Morgan ran her tongue over her dry lips. Nestling the receiver between her ear and her shoulder, she pulled a juice glass from the dish drainer, filled it with tap water, and gulped it down. “Wait a minute,” she said. “I need to find something to write on.”

*

The sky in the east was turning gray by the time Morgan unlocked her car door and slid behind the wheel. As she turned the key, she hit the windshield wipers to remove the condensation. Then the loud rhythmic beat of the stereo filled the little red Saturn. She quickly turned it down.

A kid she’d babysat years ago had given her the CD, ironically titled
Ready to Die,
before what turned out to be his last tour in Afghanistan—his last tour anywhere.  “Get past the profanity and listen to the lyrics,” he’d told her. “This guy was a poet.”

Morgan remembered that day clearly. It had been his last day home and her first day home. She hadn’t even unpacked her things in her old room yet. Her father’s broken leg had left him helpless, and so many things needed doing. Her mother couldn’t take care of him alone. But she started to suspect, when she walked into the house, that things with her mother weren’t right.

Morgan had attended the kid’s going-away party the day before he left. Tragically, as if their futures were already written, the boy never came home and she never left her parents’ house.

Instead of toward town, Morgan headed the opposite direction. There’d been a shooting in the county, at one of the parks. The music of Notorious B.I.G. (the kids today simply called him Biggie) kept her company as her car sped through early morning gray and empty streets toward the river road.

She could see the flashing lights from the entrance to the park, so she tossed the directions she’d written in red pencil on a paper plate into the backseat with the rest of the trash and followed the winding road toward the riverbank.

Looking old and tired, Henry stood next to his car waiting. He started talking without formality. “Body’s down near the edge of the water. Two kids parked over there”—he pointed toward the parking-lot entrance—“decided to take a moonlight stroll. Found him.”

“How long’s he been dead?”

Henry shrugged. “Don’t know. Crime-scene tech is waiting on you.”
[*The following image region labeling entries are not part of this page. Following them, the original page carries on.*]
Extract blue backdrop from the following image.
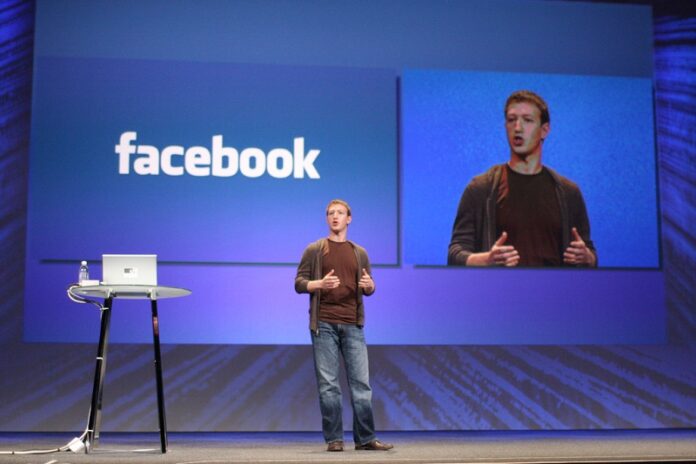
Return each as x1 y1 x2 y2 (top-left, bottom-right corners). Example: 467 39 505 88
24 0 665 345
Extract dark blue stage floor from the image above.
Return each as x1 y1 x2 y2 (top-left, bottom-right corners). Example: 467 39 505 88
0 429 696 464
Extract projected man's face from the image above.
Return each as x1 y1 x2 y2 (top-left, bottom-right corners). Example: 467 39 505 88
326 203 352 234
505 102 550 159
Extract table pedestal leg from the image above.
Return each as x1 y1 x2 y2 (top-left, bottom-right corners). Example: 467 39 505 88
84 298 113 453
151 299 167 453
“Me? Aren’t you the primary?” She looked at him more carefully now. Had he been drinking? His eyes were puffy and he needed a shave, but other than that, he seemed okay.
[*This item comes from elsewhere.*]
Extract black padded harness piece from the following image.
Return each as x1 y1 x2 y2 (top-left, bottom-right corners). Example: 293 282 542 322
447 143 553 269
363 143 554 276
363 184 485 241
“Not me. You’ll know why when you see him.”

She started walking toward the riverbank. The wet grass abruptly ended, and the muddy bank dropped about eight or ten feet down and leveled out at the edge of the river. She cursed, then stepped off the bank and climbed and slid downward. She was thankful for the mud, really. It was the only thing that kept her from losing her footing. Maybe she was primary because Henry couldn’t make the climb down. It was all right with her. But he’d have to take the next two dead bodies, no matter where they were.
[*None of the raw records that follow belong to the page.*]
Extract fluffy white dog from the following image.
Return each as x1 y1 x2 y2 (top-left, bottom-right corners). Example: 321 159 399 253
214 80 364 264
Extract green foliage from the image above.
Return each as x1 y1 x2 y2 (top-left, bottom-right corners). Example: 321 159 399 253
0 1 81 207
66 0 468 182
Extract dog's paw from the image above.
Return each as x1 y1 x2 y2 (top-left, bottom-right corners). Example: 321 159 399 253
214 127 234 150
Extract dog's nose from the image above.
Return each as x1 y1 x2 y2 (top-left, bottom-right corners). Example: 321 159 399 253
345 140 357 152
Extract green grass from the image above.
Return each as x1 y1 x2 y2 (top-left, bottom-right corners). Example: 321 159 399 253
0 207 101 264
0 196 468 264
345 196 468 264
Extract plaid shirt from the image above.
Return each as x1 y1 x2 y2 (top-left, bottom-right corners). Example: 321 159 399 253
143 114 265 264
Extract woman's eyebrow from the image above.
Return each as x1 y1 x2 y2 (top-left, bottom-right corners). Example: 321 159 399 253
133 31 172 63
The body was facedown and shirtless, with jeans and underwear gathered around its ankles. As she moved closer, the lab technician—the new girl who got all the crappy assignments—stepped backward.

“What we got here, Rachel?”

“Looks like he fell from up there.” Rachel pointed.

“Then why did the first-on-the-scene call Homicide?”

“Sorry,” the girl stammered. “I wasn’t clear. I think he was shot up there and, as he fell, he rolled down here.”